La jura de los fueros



La jura de los fueros de Chinchilla por los Reyes Católicos, que se ha celebrado como un acontecimiento trascendental en la historia de la ciudad, en efecto lo fue, pero porque marcó su declive. Así lo explica y lo documenta Aurelio Pretel en su libro Chinchilla Medieval.
Hay que recordar que los Reyes acababan de afianzar su trono, tras imponerse a los que preferían a Juana la Beltraneja en lugar de a Isabel. De hecho, su gran rival, el Marqués de Villena, había sido vencido gracias a Chinchilla. Cierto que los partidarios del Marqués se hicieron fuertes en el castillo. Pero los chinchillanos los cercaron y ofrecieron la ciudad a los Reyes. El asedio duró casi dos años.
Isabel y Fernando agradecieron la fidelidad, concediendo a Chinchilla el título de “Muy leal y noble”. Pero el privilegio perjudicó más que ayudó. Cuando en abril de 1580, el alcaide entregó el castillo al comendador real, la ciudad era una acumulación de ruinas. Buena parte de los vecinos habían muerto en las refriegas o habían puesto tierra de por medio para recomenzar sus vidas, aprovechando el novedoso derecho a la libre fijación de residencia. La cabaña ganadera estaba mermada y dispersa. Las haciendas alicaídas. La artesanía, que ya había entrado en decadencia antes de la guerra, prácticamente estaba desaparecida. Y el comercio estaba tan debilitado que en algunos momentos costó trabajo incluso abastecer el municipio.
Lejos de permitirle levantar cabeza, los Reyes se encargaron de aplastarla más todavía. Para empezar, con su política maquiavélica de asegurarse el poder en cada plaza, nombraron unos gobernadores inflexibles. Al terrible licenciado Frías le sucedió Pedro Vaca, que enemistó a unos vecinos con otros para dividirlos, favorecer los odios y las desconfianzas, e impedir que ganaran fuerza como concejo. La guerra de Granada era un pozo sin fondo y había que exprimir a los municipios con impuestos. Los privilegios comerciales habían sido renovados, pero no se cumplían, lo que dificultaba que progresara la clase media. Y, por si fuera poco, los principales de la ciudad se comportaron como ignorantes pueblerinos que solo pensaban en conseguir beneficios a corto plazo, refugiándose en sus fincas para no sufrir el descontento popular.

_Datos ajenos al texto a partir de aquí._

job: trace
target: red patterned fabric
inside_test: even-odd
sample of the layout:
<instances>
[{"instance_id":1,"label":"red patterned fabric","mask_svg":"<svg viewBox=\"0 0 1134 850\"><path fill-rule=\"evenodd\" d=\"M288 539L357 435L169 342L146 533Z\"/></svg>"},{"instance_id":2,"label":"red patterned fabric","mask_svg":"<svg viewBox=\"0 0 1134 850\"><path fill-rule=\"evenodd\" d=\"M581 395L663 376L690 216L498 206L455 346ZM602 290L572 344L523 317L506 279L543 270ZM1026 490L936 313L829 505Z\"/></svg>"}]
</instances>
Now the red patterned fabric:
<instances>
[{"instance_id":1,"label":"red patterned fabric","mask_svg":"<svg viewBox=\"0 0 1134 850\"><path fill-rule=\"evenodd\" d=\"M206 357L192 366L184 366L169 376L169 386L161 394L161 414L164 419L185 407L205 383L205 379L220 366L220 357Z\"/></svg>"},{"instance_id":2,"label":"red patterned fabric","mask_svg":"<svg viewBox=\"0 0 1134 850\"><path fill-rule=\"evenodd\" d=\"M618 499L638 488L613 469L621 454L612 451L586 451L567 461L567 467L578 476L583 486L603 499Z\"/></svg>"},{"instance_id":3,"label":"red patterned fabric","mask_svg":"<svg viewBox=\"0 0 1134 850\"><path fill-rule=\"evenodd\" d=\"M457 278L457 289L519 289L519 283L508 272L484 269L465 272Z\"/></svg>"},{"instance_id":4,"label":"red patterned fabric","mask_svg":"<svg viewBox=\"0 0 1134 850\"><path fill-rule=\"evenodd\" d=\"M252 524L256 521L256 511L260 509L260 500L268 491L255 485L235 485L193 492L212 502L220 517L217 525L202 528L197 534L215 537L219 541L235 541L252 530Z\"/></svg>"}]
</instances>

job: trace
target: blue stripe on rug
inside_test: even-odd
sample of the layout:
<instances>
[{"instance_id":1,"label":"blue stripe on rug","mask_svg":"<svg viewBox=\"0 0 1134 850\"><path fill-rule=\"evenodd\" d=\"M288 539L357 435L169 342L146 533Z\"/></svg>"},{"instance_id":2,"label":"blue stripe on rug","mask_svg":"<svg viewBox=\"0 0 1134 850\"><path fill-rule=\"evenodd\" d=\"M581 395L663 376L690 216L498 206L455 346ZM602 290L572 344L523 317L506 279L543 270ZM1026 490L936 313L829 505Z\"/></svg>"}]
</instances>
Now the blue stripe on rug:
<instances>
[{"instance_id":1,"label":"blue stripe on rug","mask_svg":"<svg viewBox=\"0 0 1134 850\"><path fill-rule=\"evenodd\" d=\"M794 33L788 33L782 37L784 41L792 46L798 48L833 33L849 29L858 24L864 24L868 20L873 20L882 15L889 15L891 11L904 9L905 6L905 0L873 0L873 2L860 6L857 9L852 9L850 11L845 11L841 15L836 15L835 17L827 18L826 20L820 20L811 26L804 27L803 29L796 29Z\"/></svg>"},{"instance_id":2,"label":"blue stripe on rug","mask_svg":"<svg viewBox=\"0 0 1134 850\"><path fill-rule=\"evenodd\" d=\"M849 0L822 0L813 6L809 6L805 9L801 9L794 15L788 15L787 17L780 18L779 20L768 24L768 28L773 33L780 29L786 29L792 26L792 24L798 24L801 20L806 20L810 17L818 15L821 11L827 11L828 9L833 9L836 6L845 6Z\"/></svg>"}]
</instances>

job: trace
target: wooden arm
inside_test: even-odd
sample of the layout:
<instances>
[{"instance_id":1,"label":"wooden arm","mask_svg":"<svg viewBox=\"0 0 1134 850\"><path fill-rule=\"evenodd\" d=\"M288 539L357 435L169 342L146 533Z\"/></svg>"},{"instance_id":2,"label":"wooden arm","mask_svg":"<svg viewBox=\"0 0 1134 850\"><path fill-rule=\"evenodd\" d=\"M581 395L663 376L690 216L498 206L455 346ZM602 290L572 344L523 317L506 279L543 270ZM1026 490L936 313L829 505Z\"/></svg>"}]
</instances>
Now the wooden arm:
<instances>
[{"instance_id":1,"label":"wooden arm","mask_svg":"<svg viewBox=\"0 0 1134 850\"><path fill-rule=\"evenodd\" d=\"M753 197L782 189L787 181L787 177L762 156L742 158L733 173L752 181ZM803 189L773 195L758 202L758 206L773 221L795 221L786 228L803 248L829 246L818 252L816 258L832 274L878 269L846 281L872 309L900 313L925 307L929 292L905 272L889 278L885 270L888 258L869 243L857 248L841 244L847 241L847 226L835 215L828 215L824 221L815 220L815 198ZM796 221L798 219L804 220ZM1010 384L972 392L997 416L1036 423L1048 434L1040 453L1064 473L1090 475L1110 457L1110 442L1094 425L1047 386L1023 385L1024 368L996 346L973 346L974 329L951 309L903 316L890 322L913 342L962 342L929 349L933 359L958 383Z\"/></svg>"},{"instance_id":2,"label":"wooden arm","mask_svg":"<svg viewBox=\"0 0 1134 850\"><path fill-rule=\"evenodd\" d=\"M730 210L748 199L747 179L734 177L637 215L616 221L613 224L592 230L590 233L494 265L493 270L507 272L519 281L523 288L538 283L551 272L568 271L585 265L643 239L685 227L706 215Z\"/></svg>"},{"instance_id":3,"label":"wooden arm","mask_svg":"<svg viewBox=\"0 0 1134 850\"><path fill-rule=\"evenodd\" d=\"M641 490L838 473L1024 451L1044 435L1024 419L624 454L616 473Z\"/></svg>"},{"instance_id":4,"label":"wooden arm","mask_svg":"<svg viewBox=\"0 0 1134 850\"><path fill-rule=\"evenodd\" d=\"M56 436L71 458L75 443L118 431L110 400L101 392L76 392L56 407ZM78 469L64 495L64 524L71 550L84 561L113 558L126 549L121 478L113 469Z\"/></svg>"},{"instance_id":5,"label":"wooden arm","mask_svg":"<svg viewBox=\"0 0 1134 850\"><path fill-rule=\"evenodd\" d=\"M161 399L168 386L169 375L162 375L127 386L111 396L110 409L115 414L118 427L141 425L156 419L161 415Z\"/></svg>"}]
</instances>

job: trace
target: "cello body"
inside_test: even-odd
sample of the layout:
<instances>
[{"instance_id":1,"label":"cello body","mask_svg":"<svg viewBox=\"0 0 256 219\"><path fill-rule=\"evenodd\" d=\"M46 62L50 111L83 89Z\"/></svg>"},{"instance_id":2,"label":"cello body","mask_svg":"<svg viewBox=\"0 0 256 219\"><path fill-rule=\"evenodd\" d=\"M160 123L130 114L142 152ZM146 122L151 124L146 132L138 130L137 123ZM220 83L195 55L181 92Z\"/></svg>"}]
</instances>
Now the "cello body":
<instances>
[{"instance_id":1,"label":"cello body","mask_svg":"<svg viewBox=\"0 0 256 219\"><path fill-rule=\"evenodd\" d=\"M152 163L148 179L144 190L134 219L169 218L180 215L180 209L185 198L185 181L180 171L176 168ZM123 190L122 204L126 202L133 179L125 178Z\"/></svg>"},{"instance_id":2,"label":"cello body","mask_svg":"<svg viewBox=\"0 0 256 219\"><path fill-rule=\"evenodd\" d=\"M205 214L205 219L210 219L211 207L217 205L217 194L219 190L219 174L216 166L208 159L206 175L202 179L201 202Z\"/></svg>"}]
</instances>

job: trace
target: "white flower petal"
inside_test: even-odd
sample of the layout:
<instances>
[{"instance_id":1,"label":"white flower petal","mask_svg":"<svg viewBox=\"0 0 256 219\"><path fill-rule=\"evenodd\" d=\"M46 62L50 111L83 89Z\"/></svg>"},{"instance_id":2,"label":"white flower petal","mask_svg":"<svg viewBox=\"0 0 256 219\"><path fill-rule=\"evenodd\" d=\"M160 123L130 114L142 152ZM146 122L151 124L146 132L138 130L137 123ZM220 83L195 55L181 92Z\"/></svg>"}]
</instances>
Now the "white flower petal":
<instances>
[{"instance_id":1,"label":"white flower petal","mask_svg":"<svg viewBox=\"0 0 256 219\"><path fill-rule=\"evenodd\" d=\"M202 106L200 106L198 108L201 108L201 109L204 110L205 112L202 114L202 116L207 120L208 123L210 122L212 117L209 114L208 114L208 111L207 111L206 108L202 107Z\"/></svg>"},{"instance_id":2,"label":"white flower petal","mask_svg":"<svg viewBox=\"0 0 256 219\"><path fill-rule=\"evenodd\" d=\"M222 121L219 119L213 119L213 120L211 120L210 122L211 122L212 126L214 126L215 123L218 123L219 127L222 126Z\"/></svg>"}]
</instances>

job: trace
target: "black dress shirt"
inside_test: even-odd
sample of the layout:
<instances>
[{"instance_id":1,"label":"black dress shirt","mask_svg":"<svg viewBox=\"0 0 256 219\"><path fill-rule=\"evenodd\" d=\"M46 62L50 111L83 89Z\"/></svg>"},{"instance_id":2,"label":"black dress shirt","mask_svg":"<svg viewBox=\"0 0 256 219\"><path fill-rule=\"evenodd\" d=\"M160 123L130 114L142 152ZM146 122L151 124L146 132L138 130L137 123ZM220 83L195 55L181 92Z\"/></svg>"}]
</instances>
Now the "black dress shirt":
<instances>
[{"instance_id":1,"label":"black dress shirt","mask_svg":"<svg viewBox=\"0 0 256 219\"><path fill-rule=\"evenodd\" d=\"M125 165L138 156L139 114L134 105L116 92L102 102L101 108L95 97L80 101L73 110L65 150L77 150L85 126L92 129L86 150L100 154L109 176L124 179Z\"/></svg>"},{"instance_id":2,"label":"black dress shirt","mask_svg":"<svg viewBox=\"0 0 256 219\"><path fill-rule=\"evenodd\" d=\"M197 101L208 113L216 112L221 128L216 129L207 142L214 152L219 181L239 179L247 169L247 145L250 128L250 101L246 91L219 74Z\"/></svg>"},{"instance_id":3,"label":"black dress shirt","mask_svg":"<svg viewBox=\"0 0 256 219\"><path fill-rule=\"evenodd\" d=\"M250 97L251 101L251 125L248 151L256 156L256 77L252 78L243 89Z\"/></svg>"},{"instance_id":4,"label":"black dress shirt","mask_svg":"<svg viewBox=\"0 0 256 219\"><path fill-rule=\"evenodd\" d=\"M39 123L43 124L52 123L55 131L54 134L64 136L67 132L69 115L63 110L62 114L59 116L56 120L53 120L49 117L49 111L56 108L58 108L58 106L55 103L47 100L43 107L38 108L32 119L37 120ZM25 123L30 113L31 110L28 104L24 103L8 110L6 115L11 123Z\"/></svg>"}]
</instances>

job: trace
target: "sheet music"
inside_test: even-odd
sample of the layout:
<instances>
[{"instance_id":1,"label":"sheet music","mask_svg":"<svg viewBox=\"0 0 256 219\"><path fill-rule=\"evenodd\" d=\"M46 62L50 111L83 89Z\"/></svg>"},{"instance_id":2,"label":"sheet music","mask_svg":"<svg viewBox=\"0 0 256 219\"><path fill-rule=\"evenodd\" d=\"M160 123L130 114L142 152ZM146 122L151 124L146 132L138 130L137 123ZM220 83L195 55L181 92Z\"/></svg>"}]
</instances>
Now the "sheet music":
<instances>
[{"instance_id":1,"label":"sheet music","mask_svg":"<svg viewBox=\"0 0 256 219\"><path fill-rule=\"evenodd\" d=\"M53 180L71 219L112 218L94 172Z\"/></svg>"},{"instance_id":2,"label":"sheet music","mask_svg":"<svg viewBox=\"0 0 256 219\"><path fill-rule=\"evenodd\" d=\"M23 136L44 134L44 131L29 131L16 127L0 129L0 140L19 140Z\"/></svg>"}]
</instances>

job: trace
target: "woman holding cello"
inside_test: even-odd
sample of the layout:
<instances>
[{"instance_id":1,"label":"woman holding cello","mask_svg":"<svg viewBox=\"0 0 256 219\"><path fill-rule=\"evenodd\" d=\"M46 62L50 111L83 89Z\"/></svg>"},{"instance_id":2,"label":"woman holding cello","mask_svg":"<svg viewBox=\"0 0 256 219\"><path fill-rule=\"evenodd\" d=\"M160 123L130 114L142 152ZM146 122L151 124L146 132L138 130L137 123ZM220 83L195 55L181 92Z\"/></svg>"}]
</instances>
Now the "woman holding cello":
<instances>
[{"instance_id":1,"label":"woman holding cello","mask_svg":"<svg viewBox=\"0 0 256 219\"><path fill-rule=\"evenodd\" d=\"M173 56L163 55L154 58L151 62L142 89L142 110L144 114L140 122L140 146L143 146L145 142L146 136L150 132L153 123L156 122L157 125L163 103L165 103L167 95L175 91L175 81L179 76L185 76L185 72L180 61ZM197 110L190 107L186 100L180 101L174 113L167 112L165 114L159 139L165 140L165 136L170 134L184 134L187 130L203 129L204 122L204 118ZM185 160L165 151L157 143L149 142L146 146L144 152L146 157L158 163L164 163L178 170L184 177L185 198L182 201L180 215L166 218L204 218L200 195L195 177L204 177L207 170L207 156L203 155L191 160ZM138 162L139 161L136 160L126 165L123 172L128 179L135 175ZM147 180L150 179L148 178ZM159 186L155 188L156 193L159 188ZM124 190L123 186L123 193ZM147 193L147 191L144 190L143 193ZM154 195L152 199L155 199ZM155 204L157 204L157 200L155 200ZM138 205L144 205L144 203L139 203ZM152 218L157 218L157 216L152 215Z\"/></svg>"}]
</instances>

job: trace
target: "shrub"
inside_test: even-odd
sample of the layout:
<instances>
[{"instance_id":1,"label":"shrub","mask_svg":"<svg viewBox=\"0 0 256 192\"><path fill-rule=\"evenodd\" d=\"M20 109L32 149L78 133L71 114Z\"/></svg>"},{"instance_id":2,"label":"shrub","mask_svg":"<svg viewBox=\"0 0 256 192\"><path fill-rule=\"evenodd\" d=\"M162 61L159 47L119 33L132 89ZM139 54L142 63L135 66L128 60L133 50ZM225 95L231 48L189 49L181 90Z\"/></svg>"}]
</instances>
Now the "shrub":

Este es el ambiente que encontraron los Reyes Católicos aquel 6 de agosto de 1488. Venían de la zona de Murcia a rematar la faena. Algún vecino me ha contado que no se les permitió pasar por la puerta principal, la que hoy jalonan dos cañones, hasta que aceptaran jurar los fueros. Algún otro asegura que los arcabuceros reales, nerviosos por la espera, llegaron a disparar y causaron daños en algunas casas de la plaza. No aluden a ello, como no lo hagan entre líneas, los escribanos Sancho Martínez Gascón y Ferrando López del Castillo, en su imprecisa crónica. Sin embargo parecen reconocer que el concejo chinchillano salió a recibir a los monarcas a la puerta y que estos no pasaron bajo un paño brocado con los símbolos municipales hasta haber jurado los fueros.
Encabezaba la recepción el licenciado Pedro Sánchez de Belmonte, más por haber demostrado tener ascendente ante los monarcas que por ser un vecino querido. Portaba un bacín de plata con los fueros, una biblia abierta y una cruz. Los Reyes se quitaron los guantes y juraron. Luego entraron a caballo hasta la iglesia de Santa María. La otra, la de San Salvador, ahora San Julián, estaba tan destrozada que ya no volvería nunca a ser la principal. La cruz aún se conserva en el Museo Parroquial.